We see a lot of the same thing in all of those MMORPGs out there. I’ve heard that World of Warcraft female armor gets steadily skimpier the higher level you buy it at. Not to mention the fact that the female characters in that game all are tiny and ‘ideal’ girl-shaped while a lot of the men are sort of grotesque. It pushes out the women by making ‘female’ into this horribly one-sided symbol of ‘beauty,’ which once again, fails to make the slightest bit of sense as they apparently have the same genetic make-up as the men.

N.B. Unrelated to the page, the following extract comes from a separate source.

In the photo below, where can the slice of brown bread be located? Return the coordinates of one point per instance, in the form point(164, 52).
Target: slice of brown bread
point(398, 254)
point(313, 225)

Symbols are all these designs are. My main point here is that when designing a female character, all thought as to her personality, background and social standing seem to fly right out of the window. Nothing seems to matter except the generic body type with huge boobs being pushed out of the cookie-cutter with the ‘female’ label attached to it. No one cares about the character past her hourglass figure and curvy bits and long impractical hair because the designers fail to develop her.

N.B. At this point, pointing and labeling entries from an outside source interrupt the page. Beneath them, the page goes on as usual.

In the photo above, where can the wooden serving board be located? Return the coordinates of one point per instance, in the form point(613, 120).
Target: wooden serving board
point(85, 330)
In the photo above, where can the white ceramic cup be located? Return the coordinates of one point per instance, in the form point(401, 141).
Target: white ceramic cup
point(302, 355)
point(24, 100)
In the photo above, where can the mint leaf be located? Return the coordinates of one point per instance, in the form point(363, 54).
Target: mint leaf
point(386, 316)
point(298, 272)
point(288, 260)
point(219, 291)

And yes, this is all done to sell the games or comics or whatever, but that doesn’t mean it isn’t a boring habit. I can’t tell if it’s a money thing, if it’s done because the designer enjoys this mechanic, or if it’s just plain laziness. After all, trying to make female characters slightly different has never really been tried, so how will they know if they’ll lose sales over it?
Now, some of you are probably thinking something along the lines of, “But all the men look the same too,” and yes, you’re right. Most men in games are hulking exaggerations of the average male. Now, I’m not saying outright that either way is better because it’s still a lazy cookie-cutter design. But those exaggerated male characters are designed to look tougher. Whatever happens to male character design such as shirt loss and muscle expansion, these characters aren’t created simply for eye candy. Even if I accept it as that, it isn’t the intention.

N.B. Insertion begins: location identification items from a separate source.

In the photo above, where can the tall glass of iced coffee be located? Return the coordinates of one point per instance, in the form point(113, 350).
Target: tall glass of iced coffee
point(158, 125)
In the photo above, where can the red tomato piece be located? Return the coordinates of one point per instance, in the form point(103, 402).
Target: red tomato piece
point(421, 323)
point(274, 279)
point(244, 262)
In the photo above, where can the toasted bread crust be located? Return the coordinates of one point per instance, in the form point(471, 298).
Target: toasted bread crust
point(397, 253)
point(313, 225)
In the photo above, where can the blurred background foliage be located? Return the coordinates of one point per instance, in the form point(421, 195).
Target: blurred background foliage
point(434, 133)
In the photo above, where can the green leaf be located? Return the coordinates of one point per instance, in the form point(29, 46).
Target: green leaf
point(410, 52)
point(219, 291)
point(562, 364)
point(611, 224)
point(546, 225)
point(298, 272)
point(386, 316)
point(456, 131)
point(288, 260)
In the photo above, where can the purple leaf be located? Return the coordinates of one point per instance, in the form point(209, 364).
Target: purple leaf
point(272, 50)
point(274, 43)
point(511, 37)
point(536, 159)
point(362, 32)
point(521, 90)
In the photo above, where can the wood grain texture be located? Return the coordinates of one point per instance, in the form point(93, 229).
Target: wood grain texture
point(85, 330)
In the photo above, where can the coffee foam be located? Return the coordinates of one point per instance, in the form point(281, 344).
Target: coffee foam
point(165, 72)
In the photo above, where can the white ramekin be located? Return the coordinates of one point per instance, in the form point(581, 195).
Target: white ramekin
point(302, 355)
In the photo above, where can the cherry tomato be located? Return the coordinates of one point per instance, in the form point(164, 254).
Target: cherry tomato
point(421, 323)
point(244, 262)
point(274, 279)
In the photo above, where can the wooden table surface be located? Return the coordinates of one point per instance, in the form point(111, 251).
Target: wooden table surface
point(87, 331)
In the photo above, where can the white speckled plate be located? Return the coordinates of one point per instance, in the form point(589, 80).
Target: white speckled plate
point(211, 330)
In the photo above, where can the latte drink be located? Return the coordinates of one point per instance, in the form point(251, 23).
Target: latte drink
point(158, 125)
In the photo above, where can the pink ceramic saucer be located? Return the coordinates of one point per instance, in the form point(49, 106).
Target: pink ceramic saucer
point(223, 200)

They’re created this way to make the character look tougher, scarier, gritter, more capable, whatever – not for sex appeal. Some girls, such as myself, kind of like it, a lot don’t. Straight boys feel awkward looking at other boys being sexual in their direction, so it will stop a chunk of male audience from buying the game. It’s a natural thing. How do I know that? Because I feel the same way when looking at Bayonetta. If Chris Redfield’s clothes fell off to reveal his mankini every time he fired his gun while pelvic thrusting in the direction of the screen, boys would be significantly less inclined to play the game.
Seeing a horribly exaggerated symbol of your gender out there getting fawned over is kind of humiliating and acts as a ‘boys only’ sign. Once again, I don’t have a problem with them looking sexy as a result of their baddassery or other attributes, but I’m talking about the characters created solely for sex appeal. Direct sexualisation is insulting when it comes at the cost of a real character.
I can almost hear the famous counter arguments; “But it Isn’t Realism it’s Fantasy,” and “They do it for the money.” Oh that’s good. So I expect Marcus Fenix is going to spend the next Gears of War game in a little pair of pink sparkly speedos right? And everyone in the next Halo game is going to fly around with laser eyes fighting little frowney mushrooms. It doesn’t make sense in those worlds, but hey it isn’t realism, so who cares.